Vaccine. 2009 Sep 25;27(42):5748-54. doi: 10.1016/j.vaccine.2009.07.070. Epub 2009 Aug 8.
Acute otitis media (AOM), one of the most common childhood diseases, is associated with a substantial medical, social and economic burden. Non-typeable Haemophilus influenzae (NTHi) and Streptococcus pneumoniae are the two main causes of bacterial OM. The 7-valent pneumococcal CRM(197)-conjugate vaccine (7vCRM, Prevnar/Prevenar, Wyeth) demonstrated efficacy against AOM caused by vaccine pneumococcal serotypes. Protection against overall AOM was also observed with an 11-valent pneumococcal protein D-conjugate vaccine (11Pn-PD) in the Pneumococcal Otitis Efficacy Trial (POET). Following POET, an optimized 10-valent pneumococcal non-typeable H. influenzae protein D-conjugate vaccine (PHiD-CV; Synflorix, GlaxoSmithKline Biologicals) was developed. This vaccine includes serotypes 1, 5, and 7F, in addition to those already included in 7vCRM, and was recently licensed in Europe for active immunization against invasive disease and AOM caused by S. pneumoniae in infants and children from 6 weeks up to 2 years of age. The use of protein D as carrier protein permits avoidance of possible interferences known to occur with some conjugate vaccines, and has the added potential benefit of providing protection against NTHi. This review seeks to highlight the recent advances in the field of OM vaccination, with a focus on data regarding the recently licensed PHiD-CV.

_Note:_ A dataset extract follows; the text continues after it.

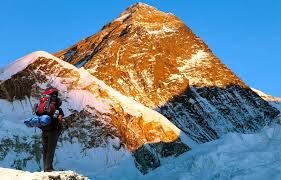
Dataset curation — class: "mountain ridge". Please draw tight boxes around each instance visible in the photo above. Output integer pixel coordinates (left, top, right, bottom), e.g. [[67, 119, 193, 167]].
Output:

急性中耳炎(AOM)是儿童期最常见的疾病之一,会带来巨大的医疗、社会和经济负担。不可分型流感嗜血杆菌(NTHi)和肺炎链球菌是细菌性中耳炎的两个主要病因。7价肺炎球菌CRM(197)结合疫苗(7vCRM,沛儿/Prevenar,惠氏)已证明对由疫苗肺炎球菌血清型引起的AOM有效。在肺炎球菌性中耳炎疗效试验(POET)中,11价肺炎球菌蛋白D结合疫苗(11Pn-PD)也显示出对总体AOM的保护作用。继POET之后,研发出了优化的10价肺炎球菌-不可分型流感嗜血杆菌蛋白D结合疫苗(PHiD-CV;施慧达,葛兰素史克生物制品公司)。该疫苗除了包含7vCRM中已有的血清型外,还包括血清型1、5和7F,最近在欧洲获得许可,用于对6周龄至2岁婴幼儿进行主动免疫,预防由肺炎链球菌引起的侵袭性疾病和AOM。使用蛋白D作为载体蛋白可避免一些结合疫苗已知会出现的可能干扰,并且还有额外的潜在益处,即提供针对NTHi的保护。本综述旨在突出中耳炎疫苗领域的最新进展,重点关注有关最近获得许可的PHiD-CV的数据。